Von Maria Hasan

„Ich bin Sexarbeiterin.“ Wegen eines eher unschönen Erlebnisses mit einem Kunden entscheide ich mich für das „Outing“ bei meiner Therapeutin. Gleich füge ich hinzu, dass ich Angst davor habe, von ihr verurteilt zu werden, und das deswegen vorher auch nicht geteilt habe. Zu meiner Erleichterung reagiert sie bemüht verständnisvoll.

Die kranke Hure ist ein Stigma, das nicht nur in den Köpfen von Therapeut*innen vorherrscht. © Tine Fetz

Einige Monate und einen Psychiatrieaufenthalt später setzt sie mir plötzlich ein Ultimatum: „Wir müssen uns überlegen, ob eine Therapie sinnvoll ist, wenn Sie weiterhin Sexarbeit machen.“ Ich halte dagegen, und sage, dass ich den Zusammenhang nicht verstehe. Sie erklärt: „Eine Therapie macht keinen Sinn, wenn Sie gleichzeitig selbstverletzende Verhaltensweisen an den Tag legen.“ Nach dem ersten Schock weise ich sie darauf hin, dass erstens Sexarbeit an sich kein selbstverletzendes Verhalten ist und dass ich zweitens anderes, tatsächlich selbstverletzendes Verhalten an den Tag lege, für welches mir allerdings kein Ultimatum gestellt wird. Im Laufe des Gesprächs lässt mich das Gefühl nicht los, dass sie Sexarbeit als solche als „selbstverletzendes Verhalten“ sieht; also Sexarbeit an sich pathologisiert.

Diese Pathologisierung scheint Teil eines Diskurses über Prostituierte zu sein, in dem sie entweder Schuldige, Opfer, etwas dazwischen oder irgendwie beides sind. Historisch waren Prostituierte vor allem medizinischen Kontrollen, wie dem „Bockschein“ bis 2001 oder seit 2017 dem Prostituiertenschutzgesetz, ausgesetzt. Diese Pathologisierung und staatliche Kontrolle bezieht sich auf sexuell übertragbare Infektionen. Gleichzeitig existiert spätestens seit dem späten 19. Jahrhundert das Bild der „gefallenen“ Frau oder zum Opfer erklärten Prostituierten, das fruchtbarer Boden für die Zuschreibung als „psychisch Kranke“ ist. Studien, die den Zusammenhang zwischen psychischen Traumata und Sexarbeit aufzeigen, konstruieren Sexarbeiter*innen, die prekär und „outdoor“ arbeiten, nicht selten als psychisch kranke „Opfer“. Dabei werden Gewalterfahrungen in der Kindheit herangezogen, um zu erklären, warum diese Personen Sex verkaufen oder in ungesundem Verhältnis zu Zuhältern stehen – die ökonomischen Zwänge und Unzugänglichkeit zu anderen Berufen oder legaler Sexarbeit bleiben eine Randnotiz. So wird Prostitution als Kontinuität von Gewalterfahrungen in der Kindheit und als Retraumatisierung gedacht.

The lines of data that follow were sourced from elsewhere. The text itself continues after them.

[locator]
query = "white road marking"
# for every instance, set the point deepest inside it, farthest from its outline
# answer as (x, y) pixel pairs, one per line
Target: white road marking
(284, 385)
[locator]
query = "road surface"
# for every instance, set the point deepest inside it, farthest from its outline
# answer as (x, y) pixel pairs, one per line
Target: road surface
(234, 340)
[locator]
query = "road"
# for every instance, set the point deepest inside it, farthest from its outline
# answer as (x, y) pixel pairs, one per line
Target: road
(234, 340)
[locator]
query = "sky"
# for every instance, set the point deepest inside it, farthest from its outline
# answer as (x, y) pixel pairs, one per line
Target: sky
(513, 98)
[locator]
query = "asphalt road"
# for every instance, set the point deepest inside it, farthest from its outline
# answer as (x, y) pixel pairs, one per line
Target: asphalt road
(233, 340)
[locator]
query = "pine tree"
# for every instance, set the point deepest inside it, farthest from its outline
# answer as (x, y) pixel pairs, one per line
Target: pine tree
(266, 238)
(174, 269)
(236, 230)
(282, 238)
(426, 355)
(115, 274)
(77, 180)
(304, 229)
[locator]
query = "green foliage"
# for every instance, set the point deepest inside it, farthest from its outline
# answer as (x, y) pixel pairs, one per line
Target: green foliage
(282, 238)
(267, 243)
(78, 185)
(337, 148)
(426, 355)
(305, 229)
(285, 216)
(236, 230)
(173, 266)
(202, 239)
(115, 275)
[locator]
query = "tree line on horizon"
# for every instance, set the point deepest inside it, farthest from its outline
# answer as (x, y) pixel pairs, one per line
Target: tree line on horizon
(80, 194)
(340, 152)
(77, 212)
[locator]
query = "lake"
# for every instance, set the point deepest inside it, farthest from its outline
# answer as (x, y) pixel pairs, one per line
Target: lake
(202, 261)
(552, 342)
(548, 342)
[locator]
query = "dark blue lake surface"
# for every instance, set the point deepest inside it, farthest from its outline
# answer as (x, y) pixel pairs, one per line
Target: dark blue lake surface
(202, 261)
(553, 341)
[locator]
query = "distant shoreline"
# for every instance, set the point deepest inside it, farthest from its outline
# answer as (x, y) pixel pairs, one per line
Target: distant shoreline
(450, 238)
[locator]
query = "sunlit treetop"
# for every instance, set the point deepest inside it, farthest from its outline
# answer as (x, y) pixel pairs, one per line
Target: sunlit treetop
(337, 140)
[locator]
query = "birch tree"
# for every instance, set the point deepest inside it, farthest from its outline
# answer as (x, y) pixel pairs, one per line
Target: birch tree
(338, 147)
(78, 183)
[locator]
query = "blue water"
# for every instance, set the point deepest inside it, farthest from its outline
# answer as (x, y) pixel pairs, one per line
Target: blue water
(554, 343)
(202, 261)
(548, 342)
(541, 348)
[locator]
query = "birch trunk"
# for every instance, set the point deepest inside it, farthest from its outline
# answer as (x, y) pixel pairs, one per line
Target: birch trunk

Das Gerücht, dass Prostituierte allgemein häufiger von psychischen Krankheiten betroffen sind als Nicht-Prostituierte, lässt sich nicht belegen. Doch es lässt sich ein Unterschied zwischen verschiedenen Sexarbeiter*innen feststellen: Diejenigen, die illegalisiert oder prekär arbeiten („Straßenprostituierte“), erfahren mehr Gewalt und sind auch mehr von psychischen Problemen betroffen als Sexarbeiter*innen, die „indoor“ und/oder legal arbeiten. Auch wenn legale Sexarbeit ebenfalls stigmatisiert ist – was dazu führt, dass Gewalt wahrscheinlicher ist als in den meisten anderen Berufen. Außerdem spielt Rassismus eine Rolle, weil die meisten Frauen, die illegalisiert arbeiten und Gewalt erleben, Migrantinnen sind.

Eine Rettung aus der Sexarbeit oder eine „Abschaffung von Prostitution“ scheint weder sinnvoll noch realistisch oder erstrebenswert, weil sie voraussetzt, dass alle Sexarbeiter*innen „Opfer“ oder „Kriminelle“ sind. Stattdessen sollte auch ein feministischer Diskurs sich auf die äußeren Bedingungen konzentrieren, die wegen der Stigmatisierung gewaltvoller sind als die von anderen Arbeiter*innen. Das Stigma führt auch dazu, dass psychisch kranke Huren wegen einer angeblichen „Selbstverletzung“ weiter als Opfer behandelt oder als Kriminelle bestraft werden, statt Hilfe und Unterstützung zu bekommen.